Quelle aventure formidable !

Un jour j'ai songé tout arrêter. Pas seulement ce blog mais également cette dynamique de collecter. J'ai ressenti alors l'impression que cet abandon sonnait le glas d'une collection, comme une membre que l'on coupe, une plante que l'on fauche dans la fleur de l'âge. Ce moment suspendu, indécis, me donna le sentiment d'un immense vide.

En regardant dans le rétro-viseur, j'ai aperçu différents petits morceaux de vie écoulée. Certains furent intensifs, comme il y a quelques années dans le monde associatif, puis professionnel. Puis j'ai traversé quelques épreuves et taquiné le mythe de Sisyphe. Ce fut un peu mon désert à moi...

Finalement, sur ces 5 dernières années, l'engagement vers l'art aborigène, l'éducation de mon regard, l'appréhension de la richesse d'une autre culture, et bien entendu la collection de tableaux, furent mon grain de folie, une réalisation marquante qui compte, un souffle qui donne un relief hors norme à un parcours.

Sa palette de couleurs et la virtuosité des compositions donnèrent plus d'audace à mes choix artistiques. Je fus troublé par cette capacité d'innovation de la part d'un jeune artiste de 25 ans, en filiation et rupture à la fois avec les codes traditionnels de sa communauté.

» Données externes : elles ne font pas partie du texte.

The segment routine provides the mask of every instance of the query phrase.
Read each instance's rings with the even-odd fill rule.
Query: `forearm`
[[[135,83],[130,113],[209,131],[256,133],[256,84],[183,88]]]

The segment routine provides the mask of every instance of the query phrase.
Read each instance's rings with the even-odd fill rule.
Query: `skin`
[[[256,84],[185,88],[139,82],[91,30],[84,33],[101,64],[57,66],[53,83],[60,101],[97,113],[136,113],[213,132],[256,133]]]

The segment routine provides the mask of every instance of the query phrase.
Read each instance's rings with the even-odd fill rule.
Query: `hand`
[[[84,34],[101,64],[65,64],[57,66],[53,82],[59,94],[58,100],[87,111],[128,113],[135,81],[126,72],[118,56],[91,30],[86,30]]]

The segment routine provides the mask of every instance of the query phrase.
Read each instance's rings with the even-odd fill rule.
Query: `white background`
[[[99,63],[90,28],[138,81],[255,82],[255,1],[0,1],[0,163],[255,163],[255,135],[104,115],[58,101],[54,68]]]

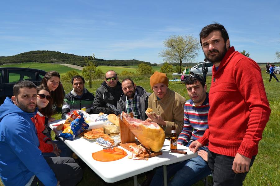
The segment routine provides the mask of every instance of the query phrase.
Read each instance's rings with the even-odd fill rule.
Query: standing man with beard
[[[113,113],[106,107],[106,104],[109,103],[116,107],[122,93],[121,84],[119,82],[117,73],[114,70],[108,71],[105,74],[105,81],[96,90],[93,101],[93,113]]]
[[[44,158],[38,148],[35,84],[19,82],[13,92],[0,106],[0,176],[4,184],[75,185],[82,171],[74,159]]]
[[[189,148],[195,152],[209,142],[214,185],[242,185],[270,113],[261,72],[255,61],[231,47],[223,25],[207,25],[199,35],[205,57],[214,64],[209,128]]]
[[[151,93],[140,86],[136,86],[130,79],[122,82],[124,93],[118,102],[118,109],[128,113],[132,112],[134,117],[144,120],[148,117],[145,111],[148,108],[148,100]]]
[[[73,90],[64,97],[61,118],[66,118],[66,114],[70,111],[81,110],[83,107],[86,107],[86,111],[88,113],[93,113],[94,95],[84,87],[85,79],[81,76],[75,76],[71,82]]]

"Je suis un artiste et nos anciens ont besoin de peindre..." expliquait-il ainsi à 16 ans quand il alla rencontrer tout seul Emily Rohr, galeriste à Broome. Ce fut l'étincelle et le départ du mouvement artistique de la communauté de Bidyadanga. Plus tard il soulignait les lignes directrices de sa démarche créative : "Je peindrai tout le pays de nos anciens, toutes les différentes régions qu'ils représentent. Ils sont le peuple du désert. Maintenant ils vivent à Bidyadanga, territoire de l'eau salé... Mes tableaux seront comme des cartes géantes".